Referral link: https://www.lovart.ai/?referralCode=2U74XZA
The Frightening Compromise of the iPhone 17
Apple seems to be getting noticeably worse at controlling leaks. We're still more than a month away from the announcement, yet we already know almost everything about the appearance and many technical details. I'm waiting for the iPhone 17 Air and will definitely buy it for testing, but it's already clear: this will be a very compromised model.
Have you noticed that despite a twofold increase in iPhone battery life over the last 10 years, it hasn't actually become more convenient? Unlike MacBooks or iPads. The release of a thin model with a smaller battery is a bigger step back and a greater dependence on the market than it might seem. I would even dare to say it's a frightening prospect for Apple (and this is coming from me, someone often called a fanboy in the comments). This is an interesting topic for analyzing hardware design, human perception, and battery performance. And it brings us back to the terrible Low Power Mode feature, which is essentially a voluntary crippling of the phone's functions.

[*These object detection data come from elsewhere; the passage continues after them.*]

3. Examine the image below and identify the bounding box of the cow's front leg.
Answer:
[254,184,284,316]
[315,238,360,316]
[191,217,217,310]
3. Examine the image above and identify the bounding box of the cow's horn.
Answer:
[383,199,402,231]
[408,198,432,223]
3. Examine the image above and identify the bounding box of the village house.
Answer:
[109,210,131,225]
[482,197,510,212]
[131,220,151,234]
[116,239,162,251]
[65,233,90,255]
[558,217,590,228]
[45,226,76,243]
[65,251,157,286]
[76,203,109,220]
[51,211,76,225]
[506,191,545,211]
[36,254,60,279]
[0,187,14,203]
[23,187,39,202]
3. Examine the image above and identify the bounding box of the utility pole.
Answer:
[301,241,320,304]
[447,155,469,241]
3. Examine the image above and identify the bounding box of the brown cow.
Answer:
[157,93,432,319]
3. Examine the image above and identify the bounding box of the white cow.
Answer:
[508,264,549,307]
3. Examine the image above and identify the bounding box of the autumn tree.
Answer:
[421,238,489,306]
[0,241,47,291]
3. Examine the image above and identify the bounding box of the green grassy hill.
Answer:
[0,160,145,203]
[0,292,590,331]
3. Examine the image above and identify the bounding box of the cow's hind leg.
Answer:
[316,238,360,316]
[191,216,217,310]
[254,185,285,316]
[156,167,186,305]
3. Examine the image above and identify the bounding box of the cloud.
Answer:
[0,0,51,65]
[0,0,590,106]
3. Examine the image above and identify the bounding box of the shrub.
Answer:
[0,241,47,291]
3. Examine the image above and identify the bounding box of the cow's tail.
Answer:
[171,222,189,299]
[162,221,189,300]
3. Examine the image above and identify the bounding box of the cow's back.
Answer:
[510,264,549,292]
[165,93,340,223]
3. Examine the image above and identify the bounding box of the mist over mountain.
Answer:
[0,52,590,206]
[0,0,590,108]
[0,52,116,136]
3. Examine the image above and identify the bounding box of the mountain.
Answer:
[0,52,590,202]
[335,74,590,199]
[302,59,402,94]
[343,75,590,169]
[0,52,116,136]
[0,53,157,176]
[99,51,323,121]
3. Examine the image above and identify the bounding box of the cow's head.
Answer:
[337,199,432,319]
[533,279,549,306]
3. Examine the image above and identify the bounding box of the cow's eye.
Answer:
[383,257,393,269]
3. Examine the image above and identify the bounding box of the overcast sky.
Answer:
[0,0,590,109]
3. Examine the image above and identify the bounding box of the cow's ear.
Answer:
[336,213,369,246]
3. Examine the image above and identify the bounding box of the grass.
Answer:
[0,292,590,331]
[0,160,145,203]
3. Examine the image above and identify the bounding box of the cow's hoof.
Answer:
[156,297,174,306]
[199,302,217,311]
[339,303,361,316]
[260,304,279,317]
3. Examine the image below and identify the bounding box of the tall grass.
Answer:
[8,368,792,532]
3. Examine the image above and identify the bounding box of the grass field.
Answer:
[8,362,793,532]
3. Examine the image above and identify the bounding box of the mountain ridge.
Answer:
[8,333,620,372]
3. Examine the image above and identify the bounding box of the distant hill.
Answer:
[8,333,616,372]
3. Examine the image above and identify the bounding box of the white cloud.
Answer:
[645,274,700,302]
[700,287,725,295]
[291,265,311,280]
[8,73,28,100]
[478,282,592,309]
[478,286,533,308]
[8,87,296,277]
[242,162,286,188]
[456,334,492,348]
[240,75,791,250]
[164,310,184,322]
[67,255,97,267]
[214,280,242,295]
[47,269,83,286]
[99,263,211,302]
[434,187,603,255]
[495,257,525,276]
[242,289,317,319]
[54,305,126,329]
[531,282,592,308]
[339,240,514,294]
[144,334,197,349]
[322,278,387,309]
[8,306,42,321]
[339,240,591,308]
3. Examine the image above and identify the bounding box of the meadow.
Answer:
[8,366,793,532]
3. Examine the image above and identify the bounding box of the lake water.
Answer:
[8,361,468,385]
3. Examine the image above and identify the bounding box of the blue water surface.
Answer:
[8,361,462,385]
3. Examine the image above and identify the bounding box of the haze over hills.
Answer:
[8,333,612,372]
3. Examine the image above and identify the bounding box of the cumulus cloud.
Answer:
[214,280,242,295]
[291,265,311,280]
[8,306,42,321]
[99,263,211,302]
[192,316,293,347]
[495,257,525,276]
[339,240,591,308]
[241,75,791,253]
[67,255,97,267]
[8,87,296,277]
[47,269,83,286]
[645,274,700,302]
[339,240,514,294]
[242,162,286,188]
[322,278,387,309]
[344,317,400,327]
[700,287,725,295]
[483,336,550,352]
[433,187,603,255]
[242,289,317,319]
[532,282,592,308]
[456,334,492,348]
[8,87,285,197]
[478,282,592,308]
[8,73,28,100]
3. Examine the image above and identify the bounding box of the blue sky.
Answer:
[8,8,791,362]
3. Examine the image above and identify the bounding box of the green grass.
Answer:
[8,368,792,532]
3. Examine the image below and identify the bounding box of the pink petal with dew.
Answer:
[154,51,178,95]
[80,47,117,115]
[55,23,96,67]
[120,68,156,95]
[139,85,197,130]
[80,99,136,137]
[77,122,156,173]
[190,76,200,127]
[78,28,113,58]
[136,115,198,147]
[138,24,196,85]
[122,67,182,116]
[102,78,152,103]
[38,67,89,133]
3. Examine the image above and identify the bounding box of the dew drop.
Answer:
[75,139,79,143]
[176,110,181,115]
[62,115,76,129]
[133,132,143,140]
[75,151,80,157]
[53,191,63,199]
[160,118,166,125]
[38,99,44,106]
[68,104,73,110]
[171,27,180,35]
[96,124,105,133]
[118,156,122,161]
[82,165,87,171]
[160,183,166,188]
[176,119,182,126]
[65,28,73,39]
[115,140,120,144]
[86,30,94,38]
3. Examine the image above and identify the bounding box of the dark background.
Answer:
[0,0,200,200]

The battery situation is well illustrated by three classic effects that are important for any designer:
Learned Helplessness. Building this effect into an interface seems like a bad idea. Low Power Mode is a prime example. The user is taught that to achieve a basic function (getting the phone to last until evening), they must voluntarily degrade their own experience. (A simple introductory article on this effect in the context of design: https://uxplanet.org/improve-creativity-by-overcoming-learned-helplessness-7ba64bd15cb4)
The Red Queen Effect. Compromises could have been avoided through optimization rather than constantly increasing power, which consumes all battery gains. The Red Queen Effect is when you have to run faster and faster just to stay in the same place. (A serious paper on the topic, recommended for professionals: https://www.sciencedirect.com/topics/computer-science/red-queen-effect)
The Hedonic Treadmill. We have to mention this one. It's the tendency of a person to quickly return to a relatively stable level of happiness despite major life events. A new, slightly longer-lasting battery brings joy for only a short time before we get used to it as the new normal and demand more.